The new challenge was announced as part of White House Organ Summit, which highlighted efforts to improve outcomes for individuals waiting for organ transplants and support for living donors. In a related initiative, the Center for the Advancement of Science in Space (CASIS), which manages the International Space Station U.S. National Laboratory, announced a follow-on prize competition in partnership with the New Organ Alliance and the Methuselah Foundation that will provide researchers the opportunity to conduct research in microgravity conditions. CASIS will provide one team up to $200,000 in flight integration support costs, along with transportation to the ISS National Laboratory, support on station and return of experimental samples to Earth. CASIS also announced the winners of the $1 million 3-D Microphysiological Systems for Organs-On- Chips Grand Challenge.
The Vascular Tissue Challenge prize purse is provided by NASA’s Centennial Challenges Program, part of NASA’s Space Technology Mission Directorate. Centennial Challenges, managed by the agency’s Marshall Space Flight Center in Huntsville, Alabama, is NASA’s citizen inventor prize program that invites the nation to help advance the technologies that will enable us to go to Mars and beyond, as well as improve life on Earth. The New Organ Alliance, which is administering the competition on behalf of NASA, is a nonprofit organization focused on regenerative medicine research and development to benefit human disease research and tissue engineering.
NASA is carrying forward its mission to reach out to new frontiers with the announcement today of plans for a “Vascular Tissue Challenge”, a $500,000 prize to be given to the team who can first develop vascular thick tissue that will lay the basis for treatments ranging everywhere from new tissue for burn victims to 3-D organ printing, and providing new organs for all who might need them, when they need them.
NASA has always reached beyond the limits of today. In the early 1960s, then U.S. President John F Kennedy issued a challenge to the science community to land a man on the moon and return him safely to the earth by the end of the decade. Think for a moment of the world in which President Kennedy issued that challenge: less than 2 decades since jet propulsion had come into use, in which a journey to the moon seemed impossible.
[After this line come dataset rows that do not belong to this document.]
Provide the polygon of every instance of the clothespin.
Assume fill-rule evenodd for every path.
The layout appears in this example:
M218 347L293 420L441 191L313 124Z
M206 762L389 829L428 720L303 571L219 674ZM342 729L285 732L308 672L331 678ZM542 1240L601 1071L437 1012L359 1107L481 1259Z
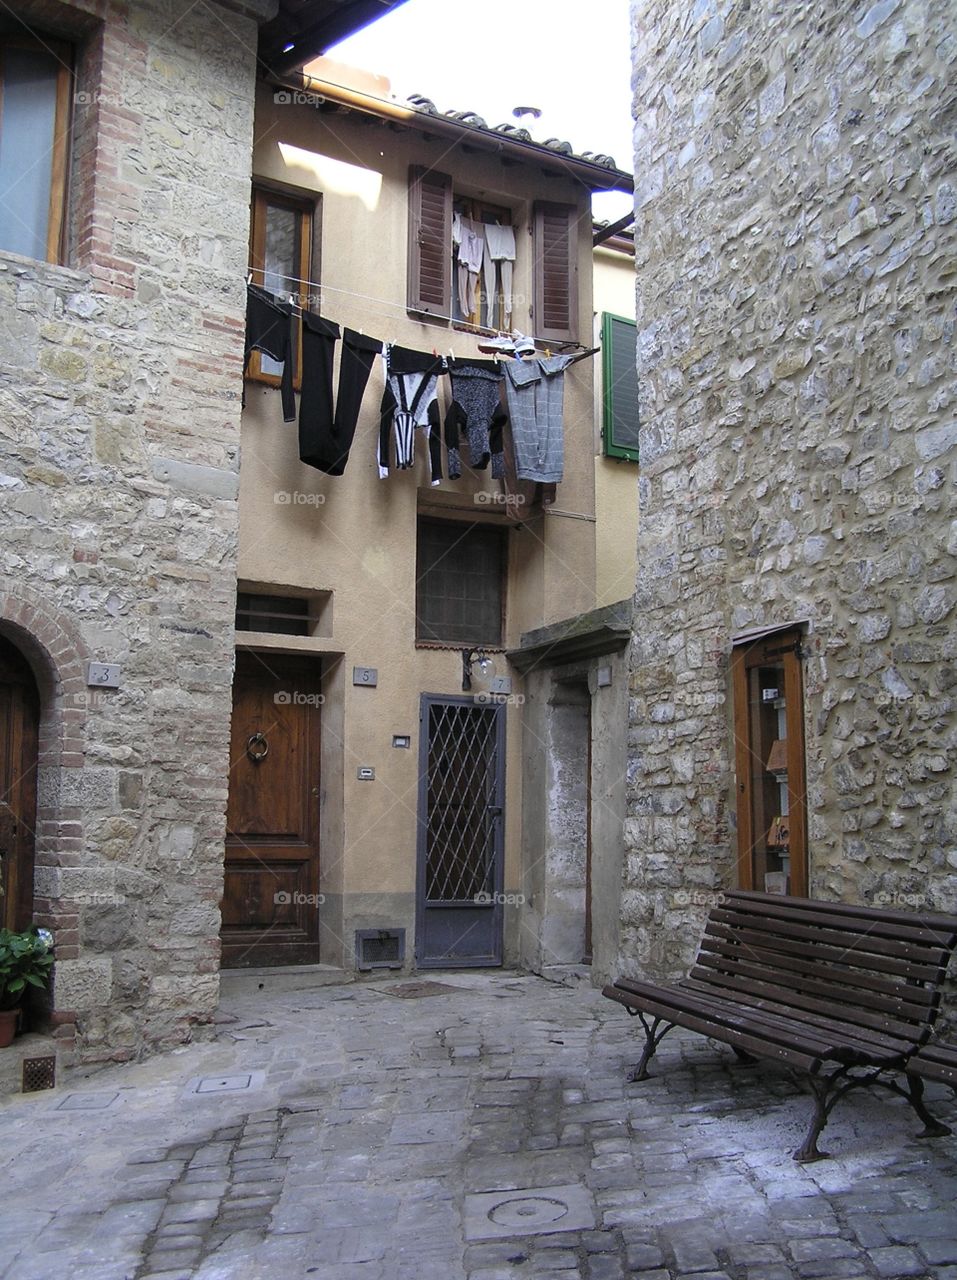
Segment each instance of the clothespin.
M246 283L252 284L252 282L253 282L253 269L252 267L250 267L249 270L246 272Z
M551 360L551 358L552 358L552 349L551 349L551 347L546 347L546 348L545 348L545 359L546 359L546 360Z

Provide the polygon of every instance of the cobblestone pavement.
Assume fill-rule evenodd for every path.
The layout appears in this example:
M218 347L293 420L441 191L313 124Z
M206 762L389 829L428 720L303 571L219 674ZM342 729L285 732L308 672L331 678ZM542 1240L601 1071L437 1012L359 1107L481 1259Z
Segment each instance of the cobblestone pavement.
M957 1280L957 1138L808 1098L585 983L231 998L213 1042L0 1111L4 1280ZM639 1031L640 1035L640 1031ZM935 1113L957 1102L929 1088Z

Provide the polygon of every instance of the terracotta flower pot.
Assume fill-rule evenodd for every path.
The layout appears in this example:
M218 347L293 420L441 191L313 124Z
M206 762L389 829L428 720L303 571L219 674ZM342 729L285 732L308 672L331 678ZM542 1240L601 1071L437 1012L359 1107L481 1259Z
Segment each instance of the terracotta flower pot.
M0 1009L0 1049L5 1049L7 1045L13 1044L19 1021L19 1009Z

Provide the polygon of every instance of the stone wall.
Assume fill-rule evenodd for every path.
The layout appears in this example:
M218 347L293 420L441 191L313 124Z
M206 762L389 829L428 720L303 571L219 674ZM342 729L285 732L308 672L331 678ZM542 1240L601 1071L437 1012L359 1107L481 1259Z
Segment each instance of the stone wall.
M256 23L18 8L77 82L68 265L0 254L0 630L43 704L54 1022L93 1061L218 999Z
M810 892L953 911L948 0L633 4L642 523L623 957L734 874L730 638L810 620Z

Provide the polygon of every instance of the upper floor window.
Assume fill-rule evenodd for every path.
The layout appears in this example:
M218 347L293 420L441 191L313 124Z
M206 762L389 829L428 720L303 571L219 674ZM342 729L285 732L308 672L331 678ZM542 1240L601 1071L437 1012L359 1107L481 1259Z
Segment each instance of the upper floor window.
M292 298L301 307L309 307L314 301L311 282L318 275L319 255L313 251L318 223L316 207L316 197L253 188L249 235L252 283L269 293ZM294 336L293 373L298 388L302 362L298 321ZM281 373L282 365L276 360L258 351L252 353L249 377L278 385Z
M504 529L420 519L415 565L415 638L452 645L502 643Z
M601 317L602 443L609 458L638 461L638 326Z
M66 208L71 51L0 36L0 249L59 262Z
M453 190L452 179L436 169L413 165L409 173L410 311L445 323L465 322L488 327L508 324L507 295L512 270L495 276L495 295L486 283L484 267L468 285L475 305L466 311L461 294L458 249L461 219L485 226L508 226L511 217L484 201L467 199ZM531 277L533 303L530 327L544 341L574 342L578 338L578 210L575 205L536 202L532 210ZM479 228L481 230L481 228ZM518 240L518 237L516 237ZM590 240L589 240L590 244ZM522 252L516 248L516 259ZM507 260L506 260L507 261ZM484 262L484 259L483 259ZM516 260L514 270L520 262ZM476 263L478 267L478 263ZM514 299L513 299L514 302ZM516 309L517 310L517 309ZM512 318L519 325L519 318Z

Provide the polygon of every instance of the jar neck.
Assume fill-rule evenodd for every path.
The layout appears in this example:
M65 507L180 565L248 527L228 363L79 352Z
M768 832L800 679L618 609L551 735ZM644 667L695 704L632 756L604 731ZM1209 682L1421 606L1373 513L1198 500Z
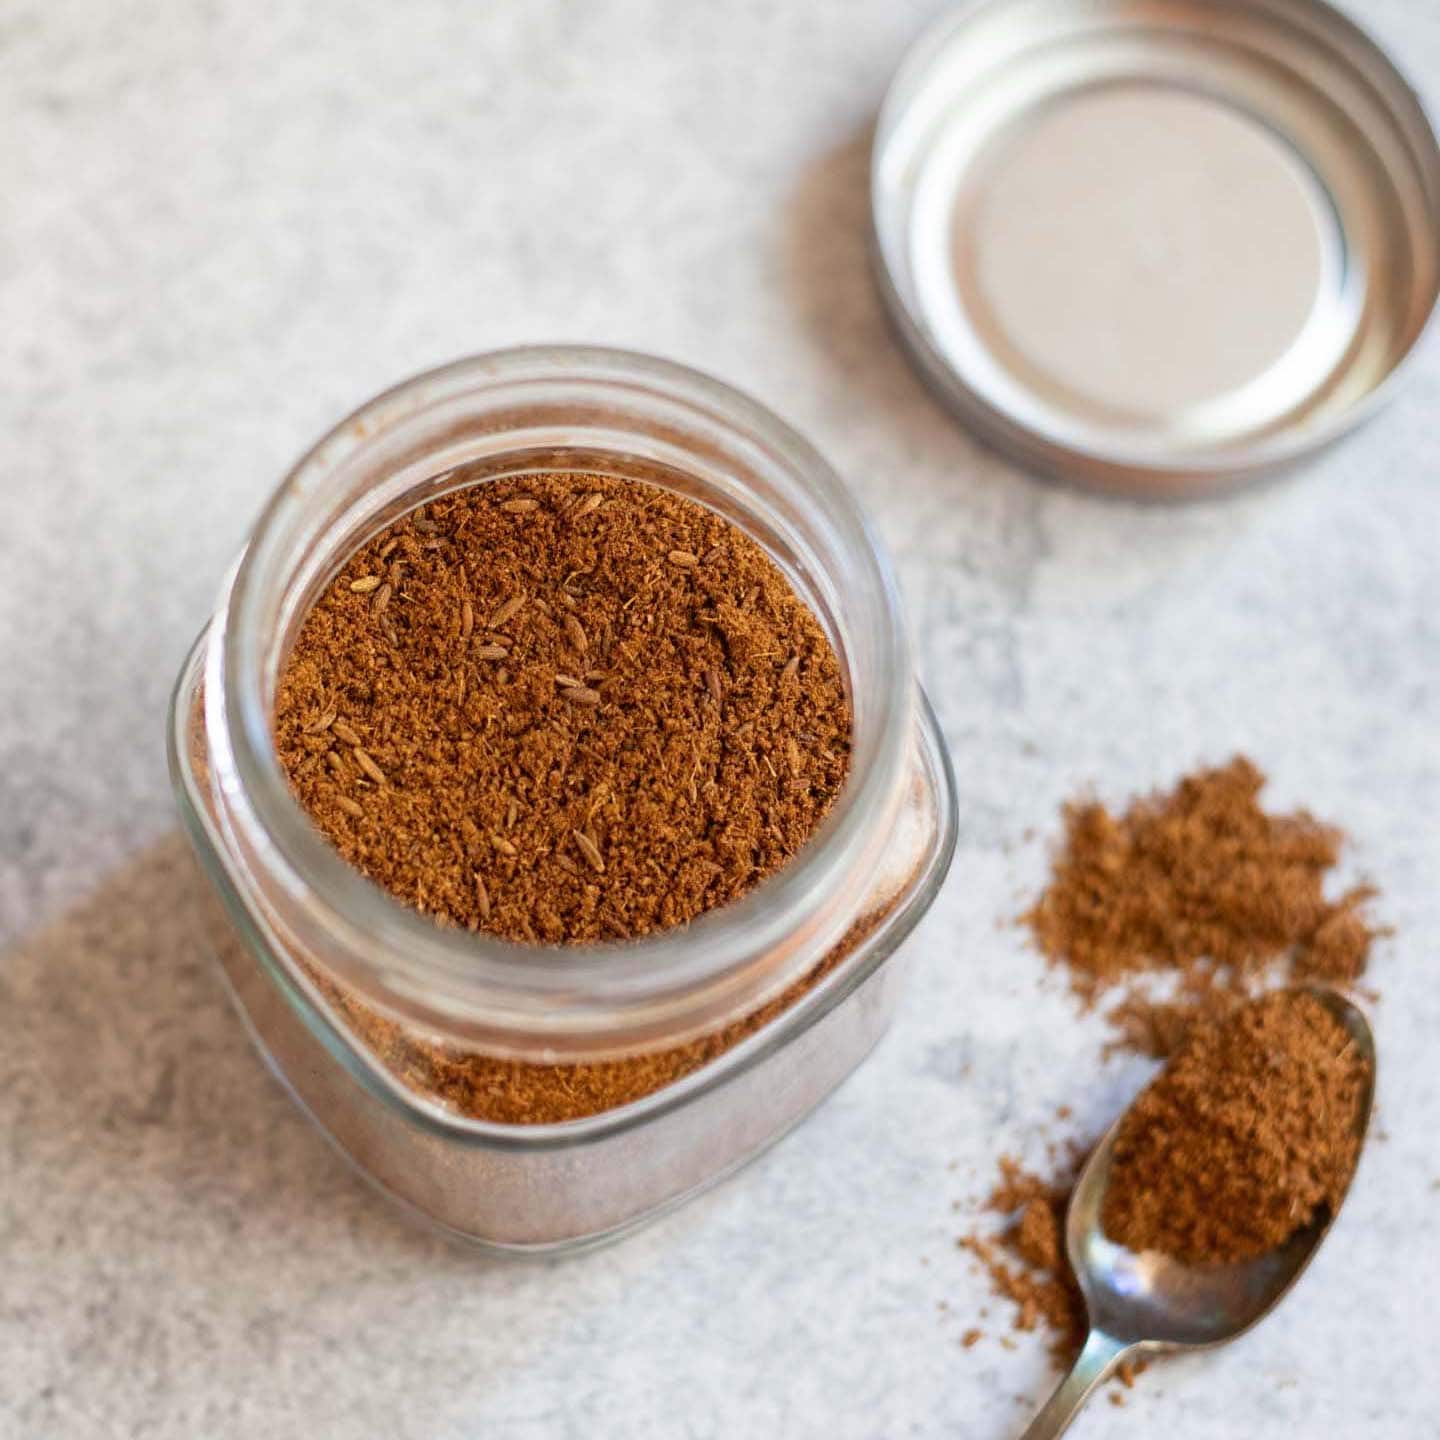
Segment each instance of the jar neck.
M853 713L851 773L812 839L750 895L643 940L547 950L444 930L353 870L290 794L271 729L320 591L416 506L501 475L660 485L755 540L827 630ZM250 898L289 950L427 1029L497 1053L580 1058L704 1033L801 978L853 922L902 807L914 684L889 568L844 486L753 401L612 351L513 351L407 382L286 478L222 598L206 656L216 808Z

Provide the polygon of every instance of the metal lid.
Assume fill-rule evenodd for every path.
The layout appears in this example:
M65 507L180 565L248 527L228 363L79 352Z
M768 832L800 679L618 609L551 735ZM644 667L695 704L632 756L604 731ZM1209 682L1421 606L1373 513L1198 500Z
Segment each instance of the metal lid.
M1440 145L1319 0L988 0L911 52L871 200L901 334L1026 463L1184 494L1370 414L1440 294Z

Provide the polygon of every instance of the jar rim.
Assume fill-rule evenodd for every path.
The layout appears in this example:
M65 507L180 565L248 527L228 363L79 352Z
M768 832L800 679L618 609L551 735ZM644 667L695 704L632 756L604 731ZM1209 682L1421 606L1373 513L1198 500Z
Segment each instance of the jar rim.
M286 782L266 701L263 616L306 524L305 502L337 466L391 427L437 407L546 382L649 397L762 454L803 486L841 547L847 602L870 628L856 692L851 771L815 834L775 875L686 926L637 939L536 947L442 928L345 861ZM337 974L440 1028L529 1036L699 1033L763 1003L804 973L797 937L875 862L877 818L893 808L913 726L909 643L898 586L858 503L825 459L760 402L689 367L591 346L529 346L473 356L382 392L335 425L289 471L261 512L222 595L206 661L206 730L227 820L282 892L343 939ZM863 703L859 688L863 684ZM883 839L883 836L881 837Z

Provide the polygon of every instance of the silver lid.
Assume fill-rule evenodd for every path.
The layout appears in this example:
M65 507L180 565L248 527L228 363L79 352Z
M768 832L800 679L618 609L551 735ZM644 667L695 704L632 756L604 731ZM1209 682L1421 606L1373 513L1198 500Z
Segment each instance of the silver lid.
M1370 414L1440 294L1440 145L1319 0L988 0L881 112L887 300L1027 464L1184 494Z

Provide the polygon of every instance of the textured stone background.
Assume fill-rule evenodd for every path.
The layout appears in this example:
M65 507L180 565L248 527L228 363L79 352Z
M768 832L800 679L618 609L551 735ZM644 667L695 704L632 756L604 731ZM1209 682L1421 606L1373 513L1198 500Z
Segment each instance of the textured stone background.
M1223 503L981 451L866 273L867 127L938 8L0 10L0 1435L1015 1433L1046 1362L961 1350L985 1302L952 1204L1138 1071L997 921L1077 786L1239 747L1384 887L1381 1136L1281 1315L1076 1433L1433 1427L1440 347L1361 437ZM1365 9L1440 88L1432 0ZM898 557L962 830L873 1063L719 1192L516 1265L392 1216L249 1052L161 732L297 451L421 367L547 339L697 364L830 454Z

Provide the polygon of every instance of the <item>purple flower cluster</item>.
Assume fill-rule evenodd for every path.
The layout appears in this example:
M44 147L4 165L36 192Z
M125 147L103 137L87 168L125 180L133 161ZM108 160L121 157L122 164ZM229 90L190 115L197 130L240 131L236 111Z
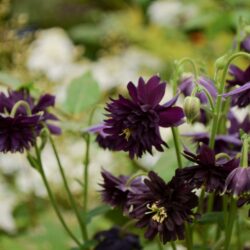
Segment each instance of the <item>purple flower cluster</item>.
M48 111L54 104L54 96L46 94L36 102L25 89L0 93L0 151L28 150L44 124L52 134L60 134L60 128L51 123L57 117Z

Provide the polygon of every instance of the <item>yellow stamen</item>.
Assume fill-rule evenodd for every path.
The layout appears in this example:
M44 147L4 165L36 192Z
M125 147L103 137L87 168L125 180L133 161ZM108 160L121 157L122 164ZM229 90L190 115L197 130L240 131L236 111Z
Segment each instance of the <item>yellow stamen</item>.
M152 219L158 223L162 223L168 217L166 209L164 207L158 207L156 203L153 203L152 205L147 204L147 208L151 211L146 212L146 214L155 213Z
M131 130L129 128L125 128L121 135L125 135L125 139L128 141L129 137L131 136Z

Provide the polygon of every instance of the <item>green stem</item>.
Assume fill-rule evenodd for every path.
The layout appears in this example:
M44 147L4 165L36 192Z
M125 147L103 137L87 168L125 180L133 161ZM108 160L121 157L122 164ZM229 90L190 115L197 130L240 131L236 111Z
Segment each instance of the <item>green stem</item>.
M11 110L11 113L10 113L10 116L11 117L14 117L18 108L23 106L27 112L27 115L32 115L32 112L31 112L31 109L30 109L30 105L24 101L24 100L20 100L18 102L15 103L15 105L13 106L12 110Z
M205 93L207 99L208 99L208 102L209 102L209 105L211 107L211 110L214 111L214 100L213 100L213 97L211 96L211 94L209 93L209 91L203 87L202 88L202 91Z
M75 199L73 198L73 195L72 195L72 193L70 191L70 188L69 188L69 185L68 185L68 182L67 182L64 170L63 170L63 166L62 166L59 154L58 154L56 146L55 146L55 142L54 142L54 140L53 140L53 138L52 138L51 135L49 135L49 140L50 140L53 152L54 152L55 157L56 157L56 161L57 161L57 164L58 164L58 167L59 167L59 170L60 170L60 174L61 174L62 179L63 179L63 184L65 186L67 195L69 197L70 203L71 203L71 205L73 207L73 210L74 210L74 212L76 214L76 217L77 217L77 220L79 222L79 225L80 225L80 228L81 228L81 233L82 233L82 238L83 238L84 241L87 241L86 225L82 222L80 212L77 209L77 205L76 205Z
M242 249L241 244L241 230L240 230L240 216L238 214L236 218L236 234L237 234L237 249Z
M187 250L193 250L192 228L185 222L186 247Z
M182 64L184 63L189 63L191 64L192 68L193 68L193 72L194 72L194 79L197 82L198 80L198 69L196 67L196 64L194 63L194 61L191 58L188 57L184 57L182 58L179 62L178 62L178 67L180 67Z
M159 250L164 250L164 247L159 239L157 240L157 245Z
M175 241L170 241L170 245L171 245L173 250L177 250L176 245L175 245Z
M88 211L88 188L89 188L89 149L90 149L90 135L86 135L86 151L85 151L85 157L83 161L84 165L84 187L83 187L83 214L86 218L86 214ZM86 236L88 239L88 232L86 230Z
M214 197L215 197L215 193L211 193L208 196L207 212L211 212L213 210Z
M178 162L178 168L182 168L179 132L176 128L171 128L171 130L172 130L172 135L174 139L174 146L175 146L175 153L176 153L176 158Z
M198 204L198 207L197 207L197 213L202 212L204 200L205 200L205 188L204 188L204 186L202 186L201 194L200 194L200 197L199 197L199 204Z
M227 72L228 72L228 68L230 66L230 63L237 57L240 56L245 56L250 58L250 54L245 53L245 52L237 52L233 55L231 55L223 69L222 72L222 78L221 78L221 83L219 85L219 89L218 89L218 98L216 101L216 106L215 106L215 112L214 112L214 119L213 119L213 123L212 123L212 129L211 129L211 134L210 134L210 140L209 140L209 147L210 148L214 148L214 144L215 144L215 137L217 134L217 130L218 130L218 121L219 121L219 117L221 114L221 104L222 104L222 94L224 93L224 88L225 88L225 81L226 81L226 76L227 76ZM217 72L217 70L216 70ZM217 74L216 74L217 75ZM216 76L217 78L217 76ZM217 82L217 79L215 79Z
M43 164L42 164L42 160L41 160L41 154L40 154L40 151L37 147L37 144L35 143L35 152L36 152L36 156L37 156L37 169L39 170L41 176L42 176L42 179L43 179L43 182L45 184L45 187L46 187L46 190L47 190L47 193L49 195L49 199L51 201L51 204L55 210L55 213L56 215L58 216L58 219L60 220L62 226L64 227L65 231L68 233L68 235L74 240L74 242L79 246L81 247L81 243L80 241L74 236L74 234L71 232L71 230L69 229L69 227L67 226L67 224L65 223L59 209L58 209L58 206L57 206L57 203L56 203L56 200L52 194L52 191L50 189L50 186L49 186L49 183L47 181L47 178L46 178L46 175L45 175L45 172L44 172L44 169L43 169Z
M226 238L225 238L224 250L229 250L236 214L237 214L237 203L236 200L233 197L231 197L229 218L228 218L228 223L226 225Z
M249 144L249 138L248 135L245 134L243 136L243 145L242 145L241 159L240 159L240 166L244 168L248 167L248 144Z

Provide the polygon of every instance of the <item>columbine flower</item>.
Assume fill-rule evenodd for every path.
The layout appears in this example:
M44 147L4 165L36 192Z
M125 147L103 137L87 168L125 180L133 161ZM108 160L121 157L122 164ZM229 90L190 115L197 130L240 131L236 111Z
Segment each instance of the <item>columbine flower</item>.
M250 104L250 66L244 71L235 65L230 65L229 73L234 77L227 81L229 85L240 85L240 87L224 94L223 97L231 96L233 106L246 107Z
M24 101L27 107L20 105L13 111L19 101ZM61 130L49 123L50 120L57 120L47 111L54 101L53 96L44 95L35 103L26 90L9 91L8 95L0 93L0 151L14 153L29 149L40 134L43 122L51 133L60 134Z
M98 241L94 250L140 250L142 249L139 237L135 234L122 232L113 227L107 231L101 231L94 236Z
M196 163L194 166L176 170L177 178L189 183L194 188L204 186L207 192L221 192L229 173L235 169L239 162L231 159L215 159L215 152L207 145L200 148L200 153L195 155L184 150L184 156Z
M250 167L237 167L227 177L225 191L234 196L250 196Z
M130 98L119 96L107 104L108 111L104 132L116 141L116 150L129 152L131 158L141 157L143 153L152 154L152 148L163 151L167 144L162 140L159 127L173 127L182 123L184 117L180 107L172 107L177 97L160 105L166 83L158 76L151 77L147 83L139 79L136 87L128 83Z
M161 241L184 238L184 223L192 221L192 208L197 206L197 197L191 188L178 179L165 183L156 173L149 172L144 180L147 190L130 198L132 218L136 226L146 227L145 238L153 239L159 234Z
M131 192L138 193L144 190L144 183L141 178L135 178L131 183L128 183L129 176L120 175L115 177L106 170L102 171L103 183L101 186L102 199L105 203L112 207L121 207L124 212L128 212L129 204L128 197Z

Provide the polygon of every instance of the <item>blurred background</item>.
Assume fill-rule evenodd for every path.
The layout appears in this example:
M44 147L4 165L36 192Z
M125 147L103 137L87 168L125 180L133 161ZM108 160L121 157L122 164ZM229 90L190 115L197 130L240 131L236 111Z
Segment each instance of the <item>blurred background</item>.
M1 0L0 87L25 84L34 95L56 95L63 128L56 143L71 190L81 204L85 143L79 131L88 127L93 106L98 106L94 116L98 123L108 96L124 91L128 81L136 82L139 76L160 74L168 81L174 60L183 57L196 59L202 72L212 77L214 60L233 47L239 17L249 23L249 13L248 0ZM172 95L171 86L167 95ZM171 146L170 131L164 137ZM43 154L63 214L78 233L51 148L47 146ZM102 216L91 221L91 235L126 221L119 211L101 206L101 168L129 174L137 164L154 165L170 179L176 168L174 151L170 147L164 154L131 162L124 153L98 148L92 139L89 208L100 208L97 214ZM1 250L72 246L40 176L23 155L0 155L0 215Z

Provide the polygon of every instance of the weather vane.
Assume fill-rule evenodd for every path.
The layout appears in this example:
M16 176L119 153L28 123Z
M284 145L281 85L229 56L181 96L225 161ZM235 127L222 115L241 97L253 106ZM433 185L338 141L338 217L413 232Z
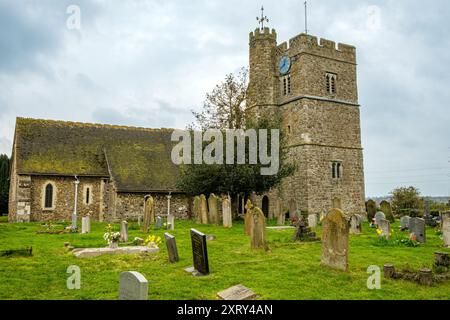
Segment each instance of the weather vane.
M264 6L261 6L261 18L256 17L256 21L261 25L261 30L264 30L264 22L269 22L269 19L264 15Z

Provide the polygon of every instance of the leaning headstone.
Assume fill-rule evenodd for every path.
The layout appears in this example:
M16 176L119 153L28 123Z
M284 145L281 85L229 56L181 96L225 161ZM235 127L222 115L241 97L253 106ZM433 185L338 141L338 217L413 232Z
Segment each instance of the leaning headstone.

Only 60 years had passed from the first Wright brothers flight at Kitty Hawk! But when Neil Armstrong laid the first human footprint on the moon’s surface on July 21st, 1969, the seeming impossible had become reality because forward-looking, brave men and women refused to accept false limitations in what they could accomplish.
Just as they did a generation ago, brave men and women at NASA and in the medical research community are looking forward to accomplishing what has been thought impossible: the creation of tissue and organs for all who in need.
As with the moon shot, what seemed a giant task is believed to be within reach. To quote NASA’s website:
Developing this capability will enable new research initiatives that may bring real solutions to organ disease, skin burns and other medical concerns. NASA’s objective for this challenge is to produce viable thick-tissue assays above and beyond the current state of the art technology that can be used to advance research on human physiology, fundamental space biology, and medicine taking place both on the Earth and the ISS National Laboratory. Specifically, innovations may enable the growth of de novo tissues and organs on orbit which may address the risks related to traumatic bodily injury, improve general crew health, and enhance crew performance on future, long-duration mission.